Tim Loughton, Member of Parliament for East Worthing and Shoreham and former Minister for Children, raised the issue of still birth registration in a debate in the House of Commons today.
Currently, if a mother loses a baby before 24 weeks the state does not recognise the existence of the baby. The knock on effect on the parents mourning this highly personal and traumatic loss is compounded by the denial of formal bereavement leave and official recognition of the loss suffered by a couple. Parents are expected to return to work, no matter what their physical and psychological condition may be.
This issue came to light when Tim’s constituent, Hayley, approached him with her personal experiences of losing a baby before the 24 week period and the impact this has had on her as she was forced to suffer in silence. Hayley had unfortunately earlier suffered both a miscarriage – which usually happens early on in a pregnancy - and subsequently given birth to a stillborn child in hospital after 20 weeks. She was clear they were different situations, but the law treated them in exactly the same manner. The stillbirth was effectively ‘only another miscarriage’ she was told. Neither losses could be registered; in effect they had never existed despite having carried a child for almost two thirds of a regular pregnancy period.
Hayley has been campaigning on the issue and was today able to hear the Ten Minute Rule Motion, along with her family, in the House of Commons.
Tim called for a revision to the Births and Deaths Registration Act 1953 section 41 as amended by the Stillbirth (definition) Act 1992 and argued the case for formal registration of still born babies born under the current 24 week threshold. He did this by promoting a Private Members’ Bill under the Ten Minute Rule Bill facility in the House of Commons with cross party support and will be seeking a meeting with the Health Minister responsible, Dr Dan Poulter.
Tim commented:
‘Losing a child is a traumatic experience at the best of times but giving birth to a still born child whose existence is effectively not acknowledged is particularly harsh and I think the law needs to be changed.

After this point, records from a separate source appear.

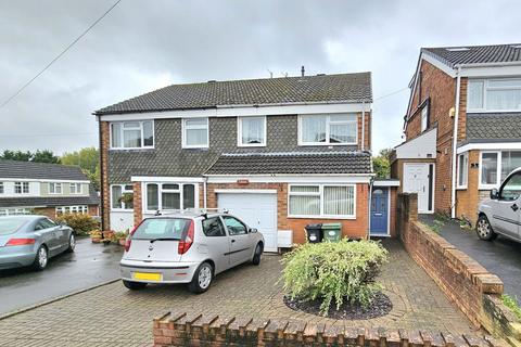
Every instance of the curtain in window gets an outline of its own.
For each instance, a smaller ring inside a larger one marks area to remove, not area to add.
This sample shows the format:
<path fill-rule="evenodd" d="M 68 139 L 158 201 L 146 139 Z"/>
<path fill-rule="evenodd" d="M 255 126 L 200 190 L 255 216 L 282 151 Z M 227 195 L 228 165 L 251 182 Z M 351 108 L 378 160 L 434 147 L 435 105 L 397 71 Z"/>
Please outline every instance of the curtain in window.
<path fill-rule="evenodd" d="M 355 214 L 353 187 L 323 187 L 323 214 L 351 216 Z"/>
<path fill-rule="evenodd" d="M 241 118 L 242 143 L 264 143 L 264 118 Z"/>
<path fill-rule="evenodd" d="M 302 116 L 302 142 L 326 142 L 326 117 Z"/>

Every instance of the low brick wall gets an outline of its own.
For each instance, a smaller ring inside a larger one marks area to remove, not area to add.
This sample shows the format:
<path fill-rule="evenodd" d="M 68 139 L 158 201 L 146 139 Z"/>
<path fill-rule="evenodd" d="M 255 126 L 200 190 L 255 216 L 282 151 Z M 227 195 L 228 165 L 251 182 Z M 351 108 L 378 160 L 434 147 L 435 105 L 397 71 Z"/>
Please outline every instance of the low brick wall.
<path fill-rule="evenodd" d="M 154 319 L 154 346 L 370 346 L 493 347 L 492 337 L 315 325 L 300 321 L 254 320 L 168 312 Z"/>

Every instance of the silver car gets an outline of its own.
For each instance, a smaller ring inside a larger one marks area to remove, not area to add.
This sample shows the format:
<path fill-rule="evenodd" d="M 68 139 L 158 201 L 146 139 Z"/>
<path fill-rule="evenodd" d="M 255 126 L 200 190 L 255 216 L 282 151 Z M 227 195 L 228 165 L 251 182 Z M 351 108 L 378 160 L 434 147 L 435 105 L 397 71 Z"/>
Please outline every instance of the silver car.
<path fill-rule="evenodd" d="M 263 234 L 228 214 L 180 211 L 143 219 L 127 239 L 120 261 L 129 290 L 147 283 L 188 283 L 206 292 L 216 274 L 260 262 Z"/>
<path fill-rule="evenodd" d="M 45 216 L 0 217 L 0 270 L 43 270 L 49 258 L 74 252 L 75 244 L 73 229 Z"/>
<path fill-rule="evenodd" d="M 498 234 L 521 242 L 521 168 L 510 172 L 499 190 L 478 209 L 475 230 L 481 240 L 491 241 Z"/>

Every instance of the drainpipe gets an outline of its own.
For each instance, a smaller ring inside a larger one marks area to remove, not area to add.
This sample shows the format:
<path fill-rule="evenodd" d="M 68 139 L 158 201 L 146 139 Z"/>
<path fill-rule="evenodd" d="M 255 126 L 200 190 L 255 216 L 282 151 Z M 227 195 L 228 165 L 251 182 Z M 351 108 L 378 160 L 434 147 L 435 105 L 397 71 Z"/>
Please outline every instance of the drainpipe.
<path fill-rule="evenodd" d="M 458 145 L 458 121 L 459 121 L 459 99 L 461 87 L 461 66 L 456 72 L 456 115 L 454 116 L 454 134 L 453 134 L 453 167 L 452 167 L 452 184 L 450 184 L 450 218 L 456 218 L 456 165 L 457 165 L 457 145 Z"/>

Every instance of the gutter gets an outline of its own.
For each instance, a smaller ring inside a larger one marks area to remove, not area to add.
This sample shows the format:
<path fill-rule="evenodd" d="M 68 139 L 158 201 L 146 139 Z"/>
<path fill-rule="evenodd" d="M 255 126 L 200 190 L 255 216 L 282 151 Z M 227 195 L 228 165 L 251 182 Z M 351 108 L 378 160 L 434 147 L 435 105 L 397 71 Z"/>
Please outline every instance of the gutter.
<path fill-rule="evenodd" d="M 457 166 L 457 144 L 458 144 L 458 121 L 459 121 L 459 99 L 461 89 L 461 66 L 456 72 L 456 115 L 454 116 L 454 133 L 453 133 L 453 167 L 452 167 L 452 184 L 450 184 L 450 218 L 456 218 L 456 166 Z"/>

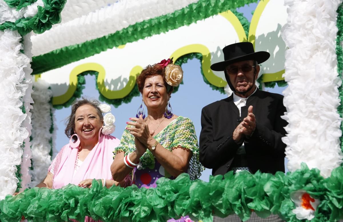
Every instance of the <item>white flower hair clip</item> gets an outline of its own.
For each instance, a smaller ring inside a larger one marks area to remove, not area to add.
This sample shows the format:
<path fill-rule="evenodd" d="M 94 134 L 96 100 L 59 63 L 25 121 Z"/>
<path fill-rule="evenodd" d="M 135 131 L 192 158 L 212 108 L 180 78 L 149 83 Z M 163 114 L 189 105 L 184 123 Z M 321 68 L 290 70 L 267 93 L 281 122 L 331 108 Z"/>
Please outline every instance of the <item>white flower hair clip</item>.
<path fill-rule="evenodd" d="M 102 113 L 105 113 L 111 112 L 111 106 L 105 103 L 100 104 L 98 106 L 99 108 Z M 112 133 L 116 130 L 116 126 L 114 122 L 116 121 L 116 118 L 110 113 L 106 113 L 104 116 L 104 123 L 105 125 L 103 127 L 101 132 L 104 135 L 109 135 Z"/>
<path fill-rule="evenodd" d="M 165 68 L 165 76 L 167 83 L 169 86 L 176 87 L 182 81 L 184 71 L 180 66 L 173 64 L 173 59 L 163 60 L 158 64 Z"/>

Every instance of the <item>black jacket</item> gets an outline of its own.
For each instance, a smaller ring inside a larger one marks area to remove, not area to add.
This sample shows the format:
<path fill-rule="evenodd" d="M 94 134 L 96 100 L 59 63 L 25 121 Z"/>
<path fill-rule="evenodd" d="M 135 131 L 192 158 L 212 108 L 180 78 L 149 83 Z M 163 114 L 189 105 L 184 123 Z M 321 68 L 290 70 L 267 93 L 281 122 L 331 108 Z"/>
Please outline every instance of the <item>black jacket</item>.
<path fill-rule="evenodd" d="M 201 111 L 200 159 L 213 175 L 224 174 L 230 170 L 239 145 L 232 138 L 236 127 L 248 115 L 248 108 L 253 106 L 256 127 L 252 135 L 244 141 L 248 166 L 252 172 L 275 174 L 285 171 L 286 145 L 281 141 L 287 122 L 281 116 L 286 112 L 283 96 L 258 89 L 241 108 L 241 117 L 233 102 L 233 96 L 206 106 Z"/>

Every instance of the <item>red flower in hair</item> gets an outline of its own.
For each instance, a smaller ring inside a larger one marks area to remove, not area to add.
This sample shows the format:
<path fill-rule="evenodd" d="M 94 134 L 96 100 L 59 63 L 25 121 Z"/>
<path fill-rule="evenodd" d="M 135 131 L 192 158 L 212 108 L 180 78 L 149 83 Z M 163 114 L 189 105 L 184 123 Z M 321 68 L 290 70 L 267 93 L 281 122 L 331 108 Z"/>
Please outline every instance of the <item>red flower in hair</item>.
<path fill-rule="evenodd" d="M 169 64 L 172 63 L 173 63 L 173 58 L 168 58 L 166 60 L 163 60 L 162 61 L 161 61 L 161 62 L 157 63 L 157 64 L 159 64 L 159 65 L 161 65 L 161 66 L 162 66 L 162 67 L 164 67 L 167 66 Z"/>

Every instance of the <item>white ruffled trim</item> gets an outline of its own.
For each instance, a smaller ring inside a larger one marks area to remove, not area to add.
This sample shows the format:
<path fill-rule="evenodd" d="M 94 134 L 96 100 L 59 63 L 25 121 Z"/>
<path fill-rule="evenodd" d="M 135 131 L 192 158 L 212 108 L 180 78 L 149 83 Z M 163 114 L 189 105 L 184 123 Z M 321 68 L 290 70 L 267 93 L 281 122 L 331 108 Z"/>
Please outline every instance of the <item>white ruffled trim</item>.
<path fill-rule="evenodd" d="M 32 53 L 37 56 L 99 38 L 137 22 L 171 13 L 198 1 L 132 0 L 129 4 L 126 1 L 120 1 L 33 36 Z"/>
<path fill-rule="evenodd" d="M 283 92 L 288 134 L 283 138 L 290 171 L 305 162 L 329 177 L 343 158 L 335 39 L 336 12 L 341 0 L 285 0 L 287 23 L 282 37 L 286 52 Z"/>
<path fill-rule="evenodd" d="M 30 173 L 32 178 L 30 187 L 39 183 L 46 176 L 51 164 L 51 150 L 49 141 L 52 137 L 50 129 L 52 122 L 50 116 L 52 106 L 49 103 L 52 92 L 50 84 L 38 79 L 33 83 L 34 91 L 32 98 L 34 103 L 32 110 L 32 130 L 31 149 L 33 169 Z"/>
<path fill-rule="evenodd" d="M 10 8 L 3 0 L 0 0 L 0 24 L 5 22 L 14 22 L 22 18 L 33 17 L 38 12 L 38 5 L 44 7 L 42 0 L 38 0 L 31 5 L 17 11 L 15 8 Z"/>
<path fill-rule="evenodd" d="M 32 61 L 32 54 L 31 50 L 32 48 L 32 43 L 31 42 L 31 35 L 28 34 L 24 37 L 24 52 L 25 55 L 29 59 L 29 62 Z M 31 68 L 31 64 L 27 64 L 27 66 L 23 69 L 25 73 L 25 78 L 23 81 L 23 84 L 26 84 L 28 86 L 25 95 L 23 97 L 25 111 L 27 115 L 26 118 L 23 121 L 22 127 L 27 130 L 28 135 L 25 138 L 25 143 L 23 148 L 23 158 L 21 164 L 20 173 L 22 174 L 22 188 L 21 191 L 23 191 L 25 188 L 28 187 L 28 184 L 31 182 L 31 176 L 28 173 L 28 169 L 31 166 L 31 158 L 32 156 L 31 152 L 31 142 L 30 142 L 30 136 L 31 135 L 31 130 L 32 129 L 31 124 L 32 113 L 30 109 L 32 109 L 32 104 L 33 101 L 31 97 L 31 94 L 33 91 L 32 90 L 32 81 L 31 79 L 31 74 L 32 73 L 32 69 Z"/>
<path fill-rule="evenodd" d="M 95 10 L 107 6 L 109 4 L 115 3 L 117 1 L 118 1 L 117 0 L 68 0 L 61 13 L 62 21 L 59 24 L 55 25 L 59 25 L 86 15 Z M 127 4 L 128 1 L 122 0 L 119 1 L 124 2 L 123 3 Z"/>
<path fill-rule="evenodd" d="M 20 42 L 21 38 L 16 31 L 0 31 L 0 101 L 6 105 L 1 107 L 0 118 L 0 199 L 15 191 L 19 181 L 15 176 L 15 166 L 22 162 L 22 155 L 25 161 L 22 171 L 24 185 L 28 179 L 25 172 L 30 156 L 27 139 L 31 133 L 28 111 L 32 90 L 28 77 L 31 69 L 30 59 L 20 51 L 23 49 Z M 25 114 L 21 108 L 23 102 L 27 112 Z M 23 152 L 24 140 L 27 143 Z"/>

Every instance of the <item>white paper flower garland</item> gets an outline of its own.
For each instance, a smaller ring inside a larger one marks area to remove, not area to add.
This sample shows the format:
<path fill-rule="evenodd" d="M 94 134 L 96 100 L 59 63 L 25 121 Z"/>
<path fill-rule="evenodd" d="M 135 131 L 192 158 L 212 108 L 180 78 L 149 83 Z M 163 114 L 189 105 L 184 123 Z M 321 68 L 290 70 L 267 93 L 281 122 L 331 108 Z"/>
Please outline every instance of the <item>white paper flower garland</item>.
<path fill-rule="evenodd" d="M 5 22 L 14 22 L 22 18 L 32 17 L 37 14 L 38 5 L 44 7 L 42 0 L 38 0 L 28 6 L 17 10 L 15 8 L 10 8 L 3 0 L 0 0 L 0 24 Z"/>
<path fill-rule="evenodd" d="M 129 4 L 120 1 L 33 36 L 32 53 L 37 56 L 100 38 L 137 22 L 171 13 L 198 0 L 132 0 Z"/>
<path fill-rule="evenodd" d="M 23 187 L 30 179 L 26 172 L 31 156 L 27 138 L 31 133 L 32 70 L 30 59 L 20 51 L 23 49 L 21 38 L 16 31 L 0 31 L 0 101 L 5 105 L 1 106 L 0 118 L 0 199 L 16 190 L 16 166 L 22 163 L 22 156 Z"/>
<path fill-rule="evenodd" d="M 285 1 L 288 15 L 282 34 L 289 49 L 284 117 L 289 123 L 283 141 L 291 171 L 304 162 L 327 178 L 342 162 L 335 41 L 336 11 L 342 1 Z"/>
<path fill-rule="evenodd" d="M 30 187 L 38 184 L 46 175 L 48 168 L 51 164 L 52 132 L 50 131 L 52 124 L 51 114 L 52 106 L 50 103 L 52 95 L 49 88 L 49 84 L 38 79 L 34 83 L 34 91 L 32 93 L 33 109 L 32 110 L 32 167 L 30 174 L 32 181 Z"/>
<path fill-rule="evenodd" d="M 23 45 L 24 47 L 24 52 L 25 55 L 29 58 L 29 62 L 32 61 L 32 54 L 31 53 L 32 44 L 31 42 L 30 34 L 28 34 L 23 37 L 24 41 Z M 32 129 L 31 124 L 32 113 L 30 110 L 32 108 L 31 105 L 33 103 L 33 101 L 31 97 L 32 90 L 32 81 L 31 79 L 31 74 L 32 69 L 31 68 L 31 65 L 28 63 L 23 68 L 25 74 L 25 77 L 23 81 L 23 84 L 27 86 L 27 88 L 25 92 L 25 95 L 23 97 L 24 105 L 25 108 L 25 113 L 26 114 L 26 118 L 23 122 L 22 127 L 27 130 L 28 135 L 24 140 L 24 144 L 22 163 L 20 165 L 20 173 L 22 174 L 22 188 L 21 191 L 22 191 L 25 188 L 28 187 L 28 184 L 31 182 L 31 176 L 28 173 L 29 168 L 31 166 L 31 142 L 30 141 L 30 136 L 31 134 Z"/>

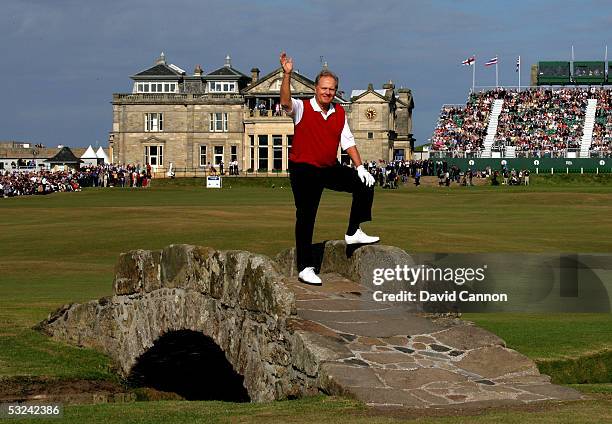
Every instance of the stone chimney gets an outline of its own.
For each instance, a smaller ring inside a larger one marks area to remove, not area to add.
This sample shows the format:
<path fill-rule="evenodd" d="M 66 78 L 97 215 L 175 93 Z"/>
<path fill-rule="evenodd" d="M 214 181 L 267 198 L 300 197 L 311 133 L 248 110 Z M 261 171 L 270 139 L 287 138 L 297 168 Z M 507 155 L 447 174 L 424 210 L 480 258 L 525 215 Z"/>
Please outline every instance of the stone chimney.
<path fill-rule="evenodd" d="M 255 84 L 259 80 L 259 68 L 251 69 L 251 83 Z"/>
<path fill-rule="evenodd" d="M 409 88 L 400 88 L 397 90 L 399 99 L 410 107 L 412 101 L 412 91 Z"/>

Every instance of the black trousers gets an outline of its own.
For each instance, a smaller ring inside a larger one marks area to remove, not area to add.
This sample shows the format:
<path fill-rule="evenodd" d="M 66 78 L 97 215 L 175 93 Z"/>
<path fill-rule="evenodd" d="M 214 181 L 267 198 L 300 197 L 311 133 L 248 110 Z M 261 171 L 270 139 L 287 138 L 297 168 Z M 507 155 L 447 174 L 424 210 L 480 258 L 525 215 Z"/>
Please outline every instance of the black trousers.
<path fill-rule="evenodd" d="M 367 187 L 357 171 L 337 163 L 318 168 L 305 163 L 289 162 L 291 190 L 295 200 L 295 250 L 298 271 L 315 266 L 312 256 L 312 235 L 323 189 L 353 194 L 349 224 L 356 227 L 372 220 L 374 187 Z"/>

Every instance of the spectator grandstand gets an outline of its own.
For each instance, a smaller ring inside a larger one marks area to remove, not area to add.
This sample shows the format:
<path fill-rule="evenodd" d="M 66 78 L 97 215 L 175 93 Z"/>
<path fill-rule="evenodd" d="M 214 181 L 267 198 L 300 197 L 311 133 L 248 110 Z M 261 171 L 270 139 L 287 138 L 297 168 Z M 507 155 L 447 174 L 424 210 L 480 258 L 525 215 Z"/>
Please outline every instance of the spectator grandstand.
<path fill-rule="evenodd" d="M 491 157 L 491 151 L 495 157 L 610 157 L 612 91 L 540 87 L 471 93 L 465 106 L 442 107 L 431 150 L 432 157 Z"/>

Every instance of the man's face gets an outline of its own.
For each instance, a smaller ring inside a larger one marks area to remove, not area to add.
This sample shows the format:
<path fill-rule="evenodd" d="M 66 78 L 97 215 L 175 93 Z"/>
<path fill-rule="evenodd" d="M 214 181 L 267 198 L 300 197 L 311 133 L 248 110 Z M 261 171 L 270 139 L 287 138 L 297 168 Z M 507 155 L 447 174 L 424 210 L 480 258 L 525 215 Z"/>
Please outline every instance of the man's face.
<path fill-rule="evenodd" d="M 321 77 L 315 86 L 315 99 L 319 106 L 328 107 L 336 95 L 336 80 L 333 77 Z"/>

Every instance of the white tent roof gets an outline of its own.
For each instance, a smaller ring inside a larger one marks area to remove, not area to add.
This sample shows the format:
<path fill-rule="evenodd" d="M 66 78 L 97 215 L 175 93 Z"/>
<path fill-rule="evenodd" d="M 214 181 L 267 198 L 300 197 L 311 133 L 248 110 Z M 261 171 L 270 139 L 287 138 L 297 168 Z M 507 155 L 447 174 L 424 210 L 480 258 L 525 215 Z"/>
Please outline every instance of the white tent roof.
<path fill-rule="evenodd" d="M 95 159 L 95 158 L 97 158 L 96 152 L 93 151 L 93 147 L 91 147 L 91 144 L 90 144 L 87 150 L 85 150 L 85 153 L 81 155 L 81 159 Z"/>
<path fill-rule="evenodd" d="M 110 160 L 108 159 L 108 156 L 106 155 L 106 153 L 104 153 L 104 149 L 101 146 L 98 148 L 98 151 L 96 152 L 96 157 L 98 159 L 104 159 L 104 163 L 110 162 Z"/>

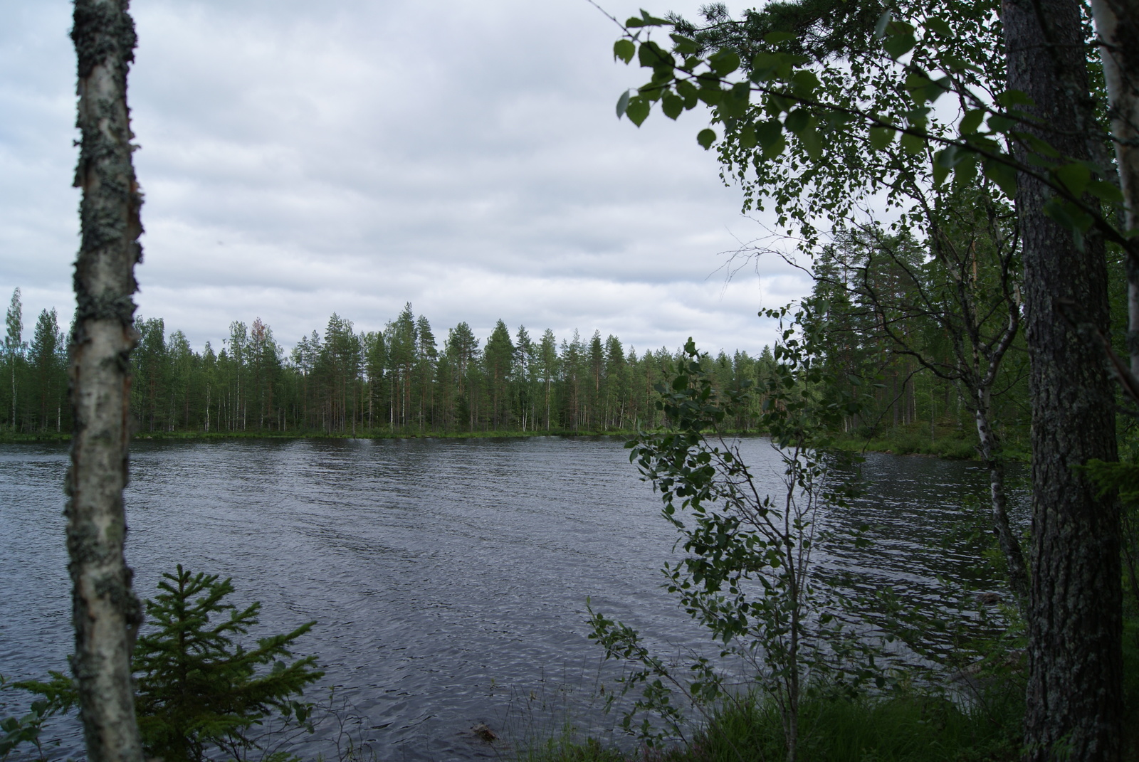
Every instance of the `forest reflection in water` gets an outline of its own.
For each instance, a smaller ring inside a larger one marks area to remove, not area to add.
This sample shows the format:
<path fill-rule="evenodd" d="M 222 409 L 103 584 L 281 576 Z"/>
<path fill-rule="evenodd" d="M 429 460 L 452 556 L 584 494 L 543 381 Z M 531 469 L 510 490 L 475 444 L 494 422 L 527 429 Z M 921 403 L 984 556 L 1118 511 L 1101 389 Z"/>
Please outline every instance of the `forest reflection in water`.
<path fill-rule="evenodd" d="M 740 448 L 777 490 L 769 443 Z M 0 445 L 9 678 L 63 670 L 71 649 L 65 467 L 64 445 Z M 472 726 L 518 736 L 563 711 L 615 732 L 595 693 L 617 667 L 587 639 L 587 597 L 662 648 L 706 646 L 661 589 L 675 535 L 618 439 L 144 441 L 131 469 L 140 597 L 181 563 L 232 576 L 235 603 L 262 601 L 264 632 L 316 620 L 301 647 L 382 760 L 493 756 Z M 975 574 L 976 541 L 932 540 L 984 493 L 977 464 L 871 453 L 862 472 L 866 497 L 828 523 L 869 524 L 871 544 L 839 543 L 829 564 L 931 603 L 939 577 Z M 74 723 L 59 732 L 74 755 Z"/>

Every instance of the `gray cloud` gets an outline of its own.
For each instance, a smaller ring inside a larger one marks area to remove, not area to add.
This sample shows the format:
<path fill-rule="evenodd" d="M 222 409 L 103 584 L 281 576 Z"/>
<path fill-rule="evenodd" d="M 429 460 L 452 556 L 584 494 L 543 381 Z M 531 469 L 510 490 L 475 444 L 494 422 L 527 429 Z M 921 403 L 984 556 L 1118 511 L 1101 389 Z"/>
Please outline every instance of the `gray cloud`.
<path fill-rule="evenodd" d="M 66 311 L 69 3 L 13 5 L 0 32 L 0 287 L 23 286 L 30 312 Z M 140 313 L 197 346 L 254 316 L 289 344 L 333 311 L 376 329 L 410 301 L 441 338 L 460 320 L 485 335 L 502 318 L 639 349 L 693 335 L 756 352 L 772 338 L 756 310 L 808 288 L 777 261 L 761 279 L 716 272 L 754 222 L 695 142 L 704 116 L 618 122 L 617 96 L 642 75 L 612 62 L 616 28 L 584 0 L 134 0 L 132 11 Z"/>

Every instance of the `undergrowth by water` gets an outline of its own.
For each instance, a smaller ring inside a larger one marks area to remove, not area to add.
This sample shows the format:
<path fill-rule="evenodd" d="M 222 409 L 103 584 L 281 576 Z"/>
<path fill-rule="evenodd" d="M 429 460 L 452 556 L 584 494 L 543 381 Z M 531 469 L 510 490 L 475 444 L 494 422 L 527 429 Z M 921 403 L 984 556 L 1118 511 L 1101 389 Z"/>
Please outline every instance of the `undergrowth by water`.
<path fill-rule="evenodd" d="M 801 762 L 982 762 L 1016 760 L 1023 699 L 961 705 L 899 691 L 878 697 L 817 697 L 803 705 Z M 716 710 L 687 745 L 634 753 L 568 734 L 527 749 L 522 762 L 770 762 L 786 756 L 778 707 L 748 696 Z"/>
<path fill-rule="evenodd" d="M 1009 675 L 1006 675 L 1008 678 Z M 1023 677 L 1023 675 L 1021 675 Z M 1124 623 L 1123 759 L 1139 760 L 1139 616 Z M 994 680 L 966 697 L 900 687 L 877 696 L 813 696 L 803 705 L 800 762 L 1013 762 L 1021 756 L 1023 682 Z M 752 694 L 726 702 L 688 744 L 626 752 L 566 726 L 519 762 L 778 762 L 778 706 Z"/>

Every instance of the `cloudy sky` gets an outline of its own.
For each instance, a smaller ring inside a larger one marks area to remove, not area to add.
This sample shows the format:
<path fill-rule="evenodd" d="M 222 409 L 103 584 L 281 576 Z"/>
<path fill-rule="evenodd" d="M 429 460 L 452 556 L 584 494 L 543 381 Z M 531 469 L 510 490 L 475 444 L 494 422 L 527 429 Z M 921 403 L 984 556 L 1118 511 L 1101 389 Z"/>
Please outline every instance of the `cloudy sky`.
<path fill-rule="evenodd" d="M 623 18 L 641 2 L 601 5 Z M 261 317 L 288 346 L 334 311 L 374 330 L 411 302 L 440 339 L 501 318 L 756 352 L 772 337 L 756 310 L 809 287 L 777 262 L 726 281 L 722 253 L 762 220 L 697 146 L 703 114 L 616 120 L 644 75 L 613 62 L 617 30 L 587 0 L 133 0 L 132 14 L 139 313 L 197 349 L 231 320 Z M 50 306 L 66 322 L 73 304 L 69 15 L 67 0 L 0 0 L 0 294 L 23 289 L 25 326 Z"/>

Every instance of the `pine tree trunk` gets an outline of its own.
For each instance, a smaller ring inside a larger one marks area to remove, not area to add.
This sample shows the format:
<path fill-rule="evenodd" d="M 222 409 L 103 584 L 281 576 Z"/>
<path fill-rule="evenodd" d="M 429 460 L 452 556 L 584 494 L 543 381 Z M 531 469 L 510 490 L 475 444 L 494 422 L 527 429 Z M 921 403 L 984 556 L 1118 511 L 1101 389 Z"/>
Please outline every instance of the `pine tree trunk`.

Whilst there is an informal system where a hospital can issue a certificate to acknowledge a stillbirth has taken place, it is not the same as the state acknowledging the existence of a baby who may have missed out on registration by a matter of days due to the current threshold. This is nothing to do with changing the law on abortion. It is not a call for official bereavement recognition and support services for the small number of parents involved although it would help if employers had something official to be able to respond sympathetically to. But the case of my constituent who has suffered the double tragedy of first a miscarriage and then a still birth graphically illustrates that the two experiences are different and must be recognised and then treated as such.
We already have a problem in this country with the relatively high levels of perinatal mortality but it seems that the situation is even worse if we are failing to include early stillbirths in the statistics too and clearly more needs to be done to help prospective mothers during the often turbulent earlier stages of pregnancy.’